Where not to start: Ballard first made waves in the early ’60s with a trio of post-apocalyptic novels: The Wind From Nowhere, The Drowned World, and The Burning World (also issued as The Drought). Of the three, The Drowned World is the best; not only does its premise of a band of survivors trapped in a partially submerged skyscraper presage High-Rise, it’s the first real hint of the genius Ballard would become. None of these early books serves as the best introduction to his work, though. And, honestly, neither does the notorious Crash. There’s a reason Crash is the only Ballard book many people have ever attempted; gratuitous and redundant (which, in all fairness, are charges that could be leveled at Ballard’s whole oeuvre), it seems almost like a parody of Ballard rather than the real thing. Give it props, though, for being the work of literature that surely bears the most instances of the word “semen.” Likewise, 1969’s The Atrocity Exhibition—a proto-Crash fugue of stunning, experimental vignettes, including the legendary “Why I Want To Fuck Ronald Reagan”—is Ballard at his most lurid and demanding. There’s greatness here, but you have to work for it.
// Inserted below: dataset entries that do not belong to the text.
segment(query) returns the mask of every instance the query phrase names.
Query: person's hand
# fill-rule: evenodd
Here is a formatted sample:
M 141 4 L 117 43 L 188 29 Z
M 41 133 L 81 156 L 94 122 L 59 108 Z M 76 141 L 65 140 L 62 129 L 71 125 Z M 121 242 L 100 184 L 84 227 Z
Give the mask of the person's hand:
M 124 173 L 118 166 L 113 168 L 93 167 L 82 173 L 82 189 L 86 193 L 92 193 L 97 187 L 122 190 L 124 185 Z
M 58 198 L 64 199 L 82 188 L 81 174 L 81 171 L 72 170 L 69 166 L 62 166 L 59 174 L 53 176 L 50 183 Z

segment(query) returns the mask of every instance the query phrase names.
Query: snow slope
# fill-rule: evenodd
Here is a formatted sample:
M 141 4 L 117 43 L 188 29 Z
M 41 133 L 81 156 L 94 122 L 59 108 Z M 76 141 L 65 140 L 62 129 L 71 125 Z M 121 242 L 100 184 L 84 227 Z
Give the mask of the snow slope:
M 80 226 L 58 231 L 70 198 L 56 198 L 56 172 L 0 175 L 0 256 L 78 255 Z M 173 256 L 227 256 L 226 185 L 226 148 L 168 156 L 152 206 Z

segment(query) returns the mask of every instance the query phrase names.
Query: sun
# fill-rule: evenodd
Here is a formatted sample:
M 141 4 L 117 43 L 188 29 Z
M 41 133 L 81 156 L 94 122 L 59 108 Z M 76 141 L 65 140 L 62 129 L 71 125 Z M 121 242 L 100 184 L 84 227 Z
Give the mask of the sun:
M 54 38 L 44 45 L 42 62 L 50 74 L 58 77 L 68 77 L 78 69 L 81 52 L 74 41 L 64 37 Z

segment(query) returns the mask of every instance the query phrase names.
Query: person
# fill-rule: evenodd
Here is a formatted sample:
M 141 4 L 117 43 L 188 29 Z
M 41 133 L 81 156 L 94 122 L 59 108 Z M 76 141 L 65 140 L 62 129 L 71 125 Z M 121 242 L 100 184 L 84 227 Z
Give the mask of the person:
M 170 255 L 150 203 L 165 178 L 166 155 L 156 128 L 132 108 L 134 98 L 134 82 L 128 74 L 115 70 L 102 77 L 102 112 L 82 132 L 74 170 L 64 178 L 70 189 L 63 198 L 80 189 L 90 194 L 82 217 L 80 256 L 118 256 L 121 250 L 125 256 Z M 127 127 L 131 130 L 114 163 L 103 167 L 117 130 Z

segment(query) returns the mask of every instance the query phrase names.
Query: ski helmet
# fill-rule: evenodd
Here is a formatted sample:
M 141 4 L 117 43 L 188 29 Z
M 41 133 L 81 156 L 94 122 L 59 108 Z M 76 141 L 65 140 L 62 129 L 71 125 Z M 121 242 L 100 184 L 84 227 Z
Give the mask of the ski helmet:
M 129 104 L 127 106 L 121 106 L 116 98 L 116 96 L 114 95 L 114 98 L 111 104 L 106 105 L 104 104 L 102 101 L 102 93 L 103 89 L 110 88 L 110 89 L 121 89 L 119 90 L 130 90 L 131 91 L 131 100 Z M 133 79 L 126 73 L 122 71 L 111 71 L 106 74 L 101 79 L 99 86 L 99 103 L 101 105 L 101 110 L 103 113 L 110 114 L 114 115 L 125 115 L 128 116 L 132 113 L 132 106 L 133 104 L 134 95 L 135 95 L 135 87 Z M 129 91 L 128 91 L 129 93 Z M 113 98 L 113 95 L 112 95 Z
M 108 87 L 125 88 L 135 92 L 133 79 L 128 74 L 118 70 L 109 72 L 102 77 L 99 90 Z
A stronger but no less gratuitous work is 1979’s The Unlimited Dream Company, which is in many ways Ballard’s forgotten masterpiece, the apotheosis of his hallucinatory, perversion-binging ’70s. Still, it might make an even worse first impression than Crash. That is, unless rape, bestiality, and pedophilia wrapped up in poetic, suburban surrealism is your idea of a good time. After a false start with 1981’s cartoonish Hello America, probably his worst novel, he triumphed with the bestselling Empire Of The Sun. For what it is, it’s an evocative book. as is its sequel, 1991’s The Kindness Of Women. (An official, comprehensive autobiography, Miracles Of Life, was published in 2008.) But Ballard is always better when filtering his striking experiences and skewed worldview through his protagonists, even when he turns those characters into mere mouthpieces. Of his latter-day work, 1987’s The Day Of Creation—another heady Heart Of Darkness homage—and 1996’s murder mystery Cocaine Nights are standouts. What could be considered his post-9/11 novel, 2003’s Millennium People, is also a keeper, a darkly satirical look at terrorism and middle-class paradox. But these should all be approached only after baptizing yourself in the icy, obscene fire of Ballard’s ’60s and ’70s classics.